F.BAHÇE, Avrupa kupalarında, ‘‘teslim bayrağını’’ çekti..
Vazgeçtik Şampiyonlar Ligi'nden, UEFA Kupası'nda bile yok.. ‘‘Andersen'den masallar’’ dinleye dinleye bu günlere geldik.. Sadece uyuduk, uyutulduk.. Bu futbolla, bu teknik yönetimle, bu anlayışla gelinecek yer de en fazla burasıydı zaten..
Bir takım düşünün, sahaya sol dışta Yusuf'la çıkıyor. Oynayanda değil, oynatanda kabahat.. Yusuf bu fizik yapısıyla, defansif olmayan oyun karakteriyle sol dışta nasıl oynar? Önünde, aynı özelliklere sahip bir de Rapaiç var. Güler misin, ağlar mısın? Panathinaikos, F.Bahçe'nin koridor olan kanatlarını erken keşfediyor. Sağdan Seitaridis, soldan Fissas ile Karagounis'i bu koridorlara sokuyor. Hem de ne sokuş? Adamlar, sağdan soldan F.Bahçe savunmasını duman ediyor.
Ortadan Michaelsen, her pozisyonda F.Bahçe defansının arasına giriyor. Göbekte Johnson da yetersiz kalınca, bütün yük Fatih, Ümit, Ogün'den kurulu savunmaya biniyor. Geride ‘‘emniyet sübabı’’ olan ve bugüne dek F.Bahçe'yi hep kurtaran Rüştü de inanılmaz hatalarla 2 golü yiyince, sarı lacivertliler tam anlamıyla çöküyor. Rüştü, ilk golde topu elinden kaçırıyor ve Liberopoulos'a reddedilmez bir armağan sunuyor. 7 dakika sonra bu kez soldan atılan kornerde boşa çıkıyor ve Goumas kafayla filelerimizi 2. kez havalandırıyor. 45. dakikada Michaelsen'in harika şutunda yapacağı bir şey yok. Ama, ilk 2 goldeki büyük hataları Rüştü'ye hiç yakışmıyor.
Bu ayıp yeter mi?
F.Bahçe takımında şöyle dişe dokunur bir oyuncu var mı diye bakıyor, arıyor tarıyor, bulamıyorum.. Sanki, hepsinin üzerlerine ölü toprağı serpilmiş.. Kaybedecek bir şeyi kalmayan takım hiç olmazsa hücum eder, onu da beceremiyorlar.. Üstelik, 2. yarıda da baskılı oynayan, golleri kaçıran, 3 farkı yakalayan takım Panathinaikos.. Sanırsınız ki, elenecek olan, F.Bahçe değil de Yunan takımı.. Ortega, Rapaiç, Serhat, Steviç, Johnson hiçbir şey oynamıyor.. Dama taşı gibi oynatılan Tuncay'ı bunların dışında tutuyorum. Adamı bir sağda, bir solda adeta sarhoş ettiler. İlk 11'de oynaması gereken Ceyhun, Yusuf'un dökülmesi üzerine ancak 39. dakikada, iş işten geçtikten sonra oyuna alınıyor..

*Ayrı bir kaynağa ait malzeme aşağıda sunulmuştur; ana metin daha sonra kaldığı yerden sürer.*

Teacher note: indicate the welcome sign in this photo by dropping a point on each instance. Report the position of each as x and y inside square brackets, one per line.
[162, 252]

100 milyon dolarlık F.Bahçe, G.Saray gibi sonunda evine dönüyor. Parasal olarak kendisinin 10'da 1'i değerini taşımayan mütevazı Denizlispor'un gösterdiği başarıya dahi hasret kalarak.. Lucescu'nun Beşiktaş'ını kıskançlıkla izleyerek.. Panathinaikos karşısında 90 dakika ezilerek.. Bu ayıp, F.Bahçeli futbolculara, teknik direktör olduğunu sanan Lorant'a yeter mi? Hiç sanmıyorum.. Onlar için söylenecek tek bir cümle var: ‘‘Ar damarları çatlamış, şükür canları kurtulmuş!’’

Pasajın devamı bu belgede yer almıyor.